PRE-EXPERIMENTAL METHODS
Before the experimental methods of the German Wilhelm Wundt (1832–1920) spread throughout U.S. universities (via Wundtian protégés such as Edward Titchener), the sources and implications of human mental activity were theorized by professors of philosophy, while mental pathologies—especially "nervous exhaustion," or "neurasthenia" (similar to the current-day diagnosis of depression with anxiety and assorted physical symptoms), and alcoholism—were treated by medical doctors and clergy. Even after Wundtian practices were becoming widespread, academic philosophers, physicians, and ministers were treated as public authorities on both normal and abnormal mental functioning. Organic (or "somatic") practitioners, usually medical doctors, believed that behavioral and cognitive disorders could be traced to problems with digestion, the blood, reproductive organs, or the central nervous system; the best-known theorists of somatic psychology were Silas Weir Mitchell (Wear and Tear [1871] and Fat and Blood [1877]) and George Miller Beard (American Nervousness [1903]). Mitchell (1829–1914) built his reputation treating traumatized Civil War soldiers with a combination of physical rest and mental inactivity; middle-class businessmen and housewives were later prescribed this regimen. Charlotte Perkins Gilman's 1892 story "The Yellow Wall-Paper," a proto-modernist, feminist critique of Mitchell's treatment, vividly depicts the "rest cure" from the perspective of a middle-class housewife whose postpartum depression deteriorates into psychosis by the end of the text. Somewhere between the orientations of philosophical, medical, and religious psychologists, but operating on the cultural margins were practitioners of Christian Science (founded in 1879 by Mary Baker Eddy) and New Thought (associated with Phineas Parkhurst Quimby and Horatio W. Dresser), two movements that emphasized individuals' abilities to influence the course of both physical and mental complaints through guided, positive thinking. In his novel The "Genius" (1916), Theodore Dreiser shows the novel's protagonist, Eugene Witla, and his estranged wife consulting a Christian Science practitioner in hopes of both healing Witla's mental anguish and steeling his frail wife against the demands of a high-risk pregnancy.
EXPERIMENTAL PSYCHOLOGY
The philosophical exploration of everyday mental activity, begun in the eighteenth century by "common sense" thinkers such as John Locke and Thomas Reid, started being challenged in the 1870s by the anthropometric laboratory methods of Wundt (University of Leipzig) and William James (Harvard). By measuring reaction times, visual and auditory perception, memory, and other neurologically based abilities, physiologically oriented psychologists tried to construct an objective, scientific base for the study of human consciousness. Though, for the most part, they avoided asking larger questions about the roots or purposes of complex human behaviors, their work was explicitly influenced by Spencerian philosophy and Darwinian theories of adaptation and natural selection. Especially between 1890 and 1910, the ideas of Wundtian psychologists were sometimes invoked in the scientific and popular press to justify racist, sexist, and imperialist public policies.

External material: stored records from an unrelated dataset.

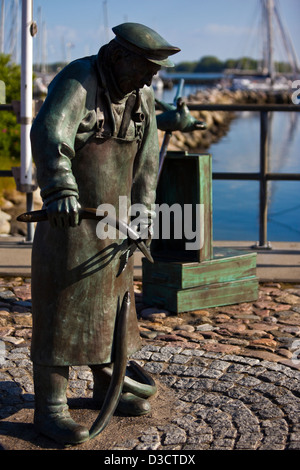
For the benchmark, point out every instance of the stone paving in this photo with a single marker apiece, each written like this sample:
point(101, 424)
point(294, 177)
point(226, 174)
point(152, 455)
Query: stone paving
point(233, 371)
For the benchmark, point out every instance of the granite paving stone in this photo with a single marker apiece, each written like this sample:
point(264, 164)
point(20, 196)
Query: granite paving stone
point(232, 390)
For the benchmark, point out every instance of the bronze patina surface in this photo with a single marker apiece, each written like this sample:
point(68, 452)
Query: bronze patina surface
point(94, 140)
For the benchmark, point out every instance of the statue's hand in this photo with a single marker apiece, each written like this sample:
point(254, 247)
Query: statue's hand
point(64, 212)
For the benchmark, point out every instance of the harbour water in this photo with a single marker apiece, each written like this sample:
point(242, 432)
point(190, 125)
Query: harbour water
point(236, 203)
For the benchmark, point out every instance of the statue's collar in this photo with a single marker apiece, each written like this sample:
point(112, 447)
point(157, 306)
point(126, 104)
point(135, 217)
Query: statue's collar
point(107, 78)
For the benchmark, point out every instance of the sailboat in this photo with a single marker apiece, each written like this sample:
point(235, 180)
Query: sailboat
point(266, 78)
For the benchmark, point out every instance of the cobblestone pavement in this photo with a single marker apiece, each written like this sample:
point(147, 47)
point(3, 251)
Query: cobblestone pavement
point(234, 382)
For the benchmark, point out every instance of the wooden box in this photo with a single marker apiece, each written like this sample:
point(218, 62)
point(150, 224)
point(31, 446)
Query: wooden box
point(185, 180)
point(181, 280)
point(229, 278)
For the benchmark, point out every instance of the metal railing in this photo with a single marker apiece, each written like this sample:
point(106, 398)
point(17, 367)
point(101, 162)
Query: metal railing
point(263, 175)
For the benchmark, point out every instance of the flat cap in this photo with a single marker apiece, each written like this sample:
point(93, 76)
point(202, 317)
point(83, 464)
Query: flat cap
point(146, 42)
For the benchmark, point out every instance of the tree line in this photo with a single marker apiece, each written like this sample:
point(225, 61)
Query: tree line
point(209, 64)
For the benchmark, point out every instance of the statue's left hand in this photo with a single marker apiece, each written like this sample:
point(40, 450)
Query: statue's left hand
point(64, 212)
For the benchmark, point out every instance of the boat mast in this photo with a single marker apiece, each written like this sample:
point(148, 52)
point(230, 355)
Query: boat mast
point(269, 5)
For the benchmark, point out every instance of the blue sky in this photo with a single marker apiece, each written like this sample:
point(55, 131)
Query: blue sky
point(224, 28)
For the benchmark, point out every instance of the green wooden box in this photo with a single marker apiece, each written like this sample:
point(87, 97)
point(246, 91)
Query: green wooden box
point(186, 180)
point(227, 265)
point(197, 298)
point(181, 280)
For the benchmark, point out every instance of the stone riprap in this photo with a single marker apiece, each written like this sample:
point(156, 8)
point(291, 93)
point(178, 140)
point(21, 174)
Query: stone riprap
point(233, 372)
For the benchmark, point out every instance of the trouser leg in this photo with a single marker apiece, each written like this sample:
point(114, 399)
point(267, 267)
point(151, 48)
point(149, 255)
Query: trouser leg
point(51, 416)
point(129, 404)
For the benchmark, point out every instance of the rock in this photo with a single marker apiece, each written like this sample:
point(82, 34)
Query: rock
point(185, 327)
point(4, 223)
point(290, 299)
point(264, 343)
point(6, 331)
point(262, 354)
point(7, 295)
point(23, 319)
point(152, 313)
point(205, 327)
point(222, 348)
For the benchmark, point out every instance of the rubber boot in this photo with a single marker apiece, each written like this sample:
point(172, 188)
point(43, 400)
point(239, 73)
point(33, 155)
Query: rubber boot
point(51, 416)
point(129, 404)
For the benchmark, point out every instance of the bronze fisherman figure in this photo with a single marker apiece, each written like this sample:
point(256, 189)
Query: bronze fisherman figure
point(94, 139)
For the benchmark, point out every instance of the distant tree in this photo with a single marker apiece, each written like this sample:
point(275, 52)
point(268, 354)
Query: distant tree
point(10, 74)
point(209, 64)
point(185, 67)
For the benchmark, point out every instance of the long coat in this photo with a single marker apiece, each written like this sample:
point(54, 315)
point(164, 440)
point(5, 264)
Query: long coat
point(78, 150)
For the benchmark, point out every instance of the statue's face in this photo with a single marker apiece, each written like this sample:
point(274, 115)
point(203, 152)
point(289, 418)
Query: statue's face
point(134, 72)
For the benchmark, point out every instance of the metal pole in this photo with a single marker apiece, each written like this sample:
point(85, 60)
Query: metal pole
point(26, 107)
point(263, 200)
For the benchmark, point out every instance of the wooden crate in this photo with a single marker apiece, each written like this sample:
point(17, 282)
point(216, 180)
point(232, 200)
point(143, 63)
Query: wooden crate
point(181, 280)
point(185, 179)
point(196, 298)
point(227, 265)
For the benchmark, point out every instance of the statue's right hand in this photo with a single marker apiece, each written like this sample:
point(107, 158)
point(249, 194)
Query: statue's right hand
point(64, 212)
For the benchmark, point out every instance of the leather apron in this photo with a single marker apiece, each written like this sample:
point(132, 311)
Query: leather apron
point(76, 293)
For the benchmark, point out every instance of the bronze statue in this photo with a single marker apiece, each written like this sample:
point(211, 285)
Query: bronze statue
point(94, 139)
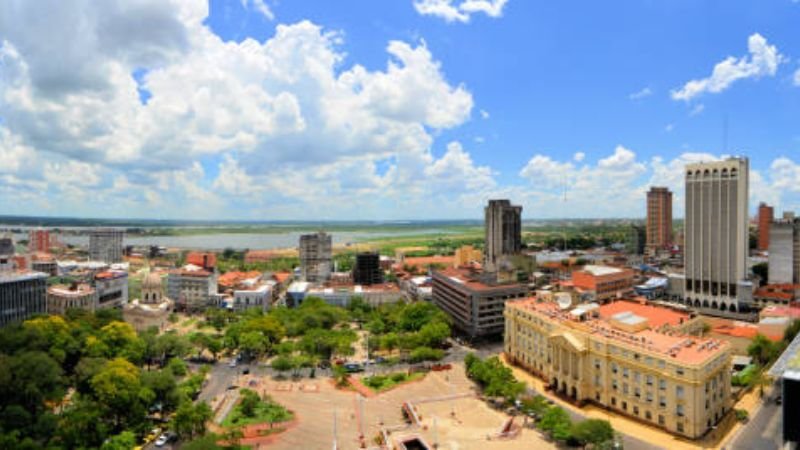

Intellectual unease with Wundtian psychology had less to do with some of its social/political uses than with a more general sense that the discipline (and the Spencerian/Darwinian theories that influenced it) had no need for the Christian underpinnings of American moral philosophy. For a genteel novelist like William Dean Howells (1837–1920), Spencerian determinism tended to emphasize biological and environmental determinism at the expense of human free will. Howells's late-career speculative fiction A Traveller from Altruria (1894), however, showed him embracing the implicitly Christian version of Spencerian thinking popularized by Howells's common sense philosopher friend, John Fiske. Altruria reflects Howells's hope that environmental determinism, exerted through socially just public policies, could, over many generations, improve the moral and ethical behaviors typical of the human species.
Wundtian psychologists like Titchener (Cornell), James McKeen Cattell (Columbia), Joseph Jastrow (Wisconsin), and Hugo Munsterberg (Harvard) trained university students to test and record each other's physical responses so that students could, in turn, compile anthropometric data from specific segments of their communities. The thousands of visitors to the 1893 Columbian World Exposition in Chicago tested by the anthropologist Franz Boas and his students spread public awareness of brass instrument psychology (so called because of the use of scientific instruments in the psychology of the time) and prepared Americans for the large-scale progressive-movement testing and measurement policies that would affect millions of schoolchildren, prisoners, immigrants, and workers in the first decades of the twentieth century.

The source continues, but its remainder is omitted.